Eines Tages würde sie entweder eine berühmte Lyrikerin sein, mit einem eigenen Haus jenseits des Speckgürtels der Stadt mit seinen uniformen Neubausiedlungen, oder zumindest in einem eigenen Büro allein ohne Kollegen den Status in der Direktion des Finanzamtes genießen. Mit Mitte dreißig war es noch lange nicht zu spät und auch nicht zu früh für solche Karrierepläne.

Am heutigen Tag hatte sie die Mittagspause mit besonderer Spannung erwartet, denn nach ihrer Teilnahme an einem Lyrikwettbewerb lag seit dem Morgen ein ungeöffnetes Schreiben des Literaturbüros Brandenburg auf ihrem Schreibtisch.

Sie hatte das Kuvert immer wieder angefasst und in der Hand gewogen, aber mit der in ihr immer weiter anwachsenden Spannung dennoch ungeöffnet gelassen.

Sie dachte an ihre gelungenen Verse, die sie zum Literaturwettbewerb eingesendet hatte. I

In den ersten Frühlingstagen, nach einem langen und tristen Berliner Winter, waren ihr die Zeilen wie kleine Eingebungen in den Sinn gekommen.

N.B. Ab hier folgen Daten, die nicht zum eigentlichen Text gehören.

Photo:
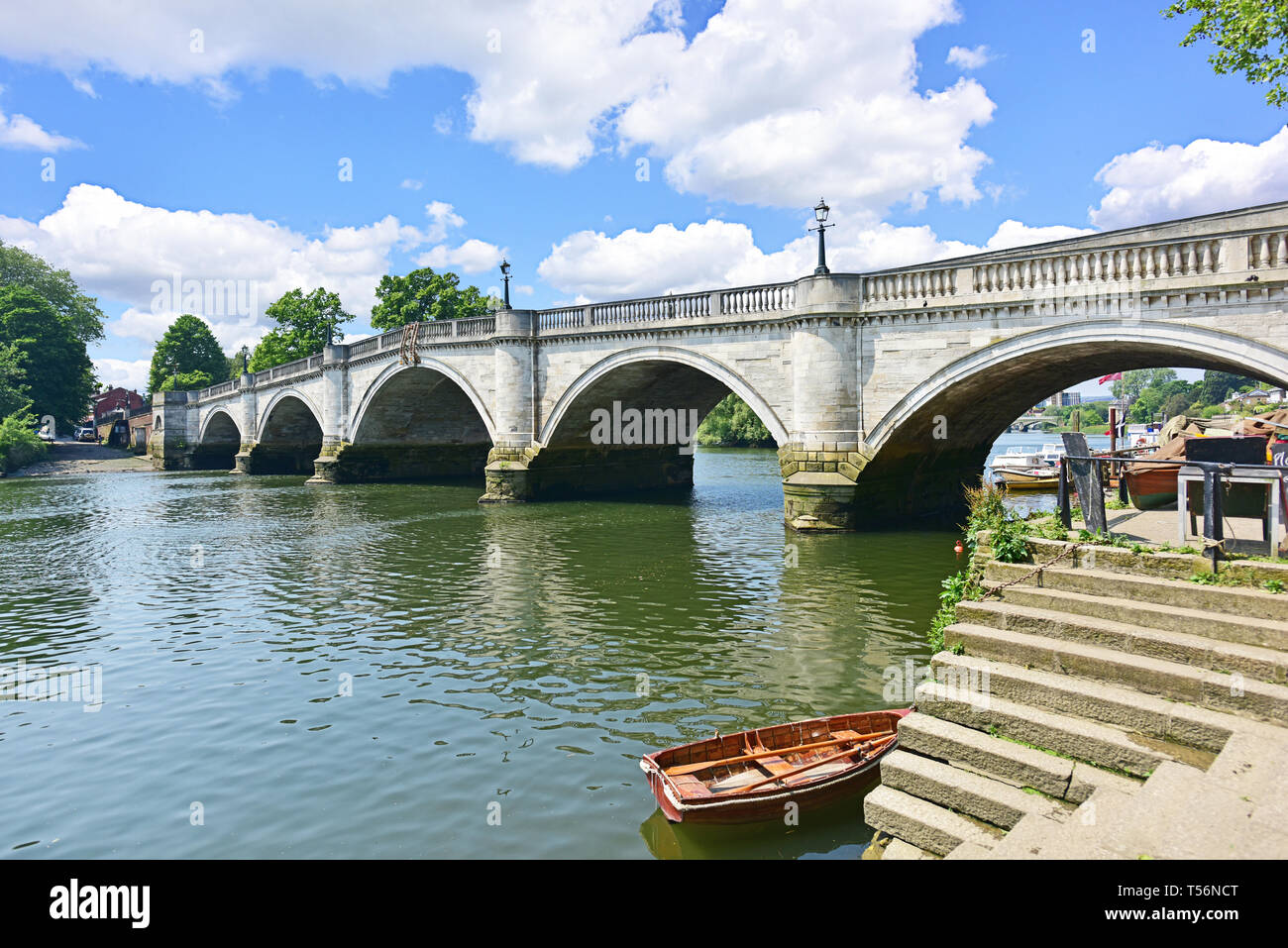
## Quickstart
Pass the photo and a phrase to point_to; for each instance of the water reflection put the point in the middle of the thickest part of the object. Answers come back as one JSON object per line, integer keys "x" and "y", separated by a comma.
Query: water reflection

Wo der Wind die fauligen Blätter des vergangenen Herbstes zu modernden Häufchen angesammelt hatte, an den Pfählen des Weidezauns ihres Pferdes mit dem Namen „Hübchen“, waren ihr die Zeilen ihres Gedichts sozusagen in den Sinn geweht.

„Einsame Distel.

Wehrhaft stehst Du am Wegesrand,

Kein Wanderer hat dich je gebrochen

Du drohtest allen mit blutender Hand

Denn Dornen sind deine Waffen.“

Inbrünstig murmelte sie die erste Strophe ihres Gedichts halblaut vor sich hin, während sie das Kuvert öffnete.

Heraus fiel das Blatt, auf dem sie auf liniertem Papier in Schönschrift ihre Zeilen eingesandt hatte, mehr nicht.

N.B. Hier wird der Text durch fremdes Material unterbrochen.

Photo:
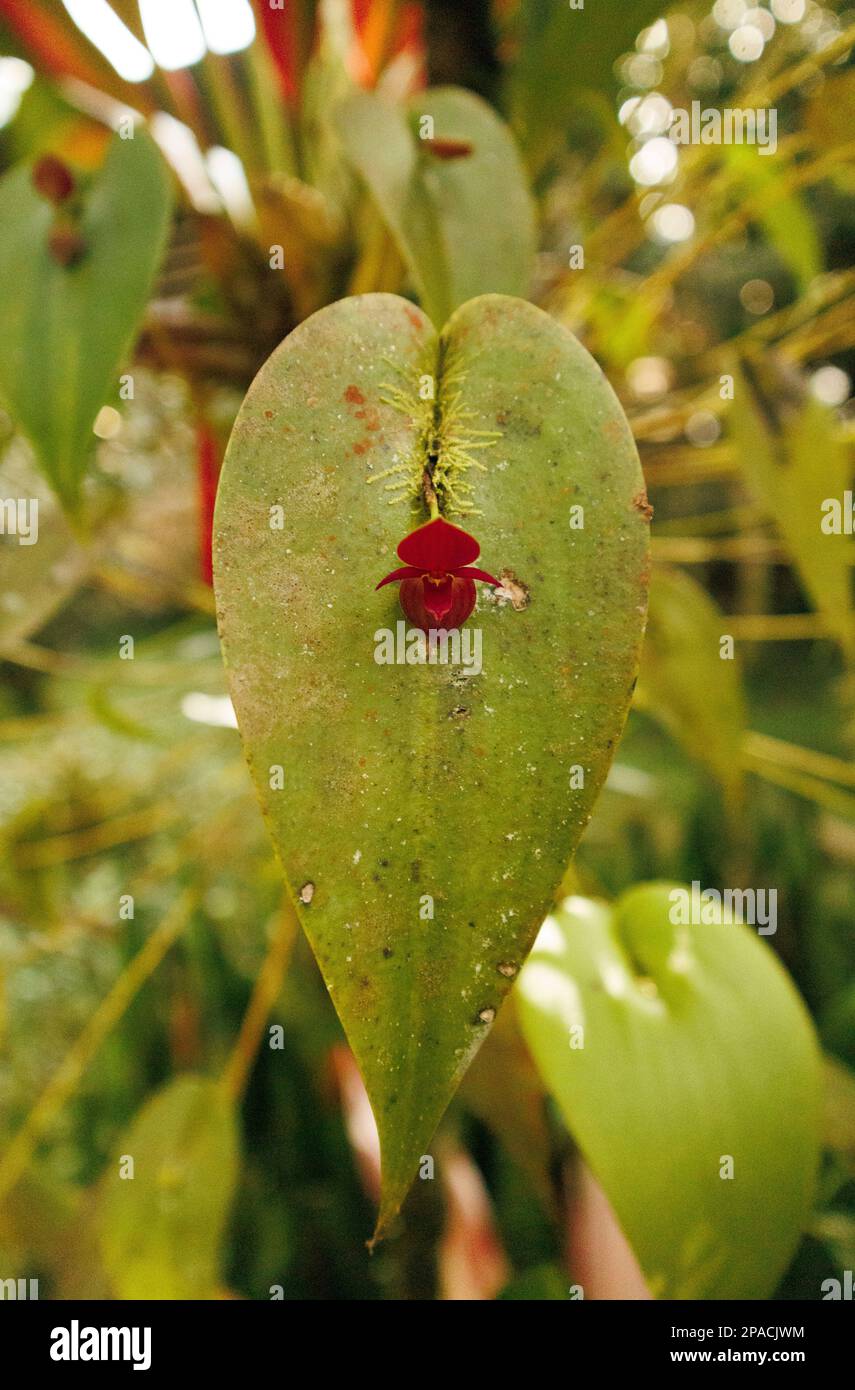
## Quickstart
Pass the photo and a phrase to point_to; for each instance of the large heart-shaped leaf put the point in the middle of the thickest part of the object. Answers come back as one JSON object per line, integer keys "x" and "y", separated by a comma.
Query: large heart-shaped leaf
{"x": 670, "y": 1050}
{"x": 423, "y": 813}
{"x": 67, "y": 328}
{"x": 456, "y": 203}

Kein Kommentar, kein Gruß, keine Erläuterungen der Juroren zu ihrer Teilnahme. Nicht einmal Kritik. Einfach nichts.

Die getrocknete Tinte ihrer Handschrift verschwamm zu einer unleserlichen Kladde, als sich ihre mit Tränen füllenden Augen überliefen.

Weniger war nicht nötig, um sie zu verletzen, als dieses EDV automatisch adressbeschriftete Kuvert ohne Briefmarke. Eine durch die Frankiermaschine gejagte Verspottung ihres lyrischen Empfindens und Schaffens!

Kurze Zeit zuvor war sie sogar versucht gewesen, das Kuvert im Beisein ihrer Kollegen zu öffnen. So sehr hatte sie in Gedanken an ihre Dichtkunst gehofft und schon innerlich triumphiert. War sich sicher gewesen, bald als neue literarische Entdeckung zu gelten.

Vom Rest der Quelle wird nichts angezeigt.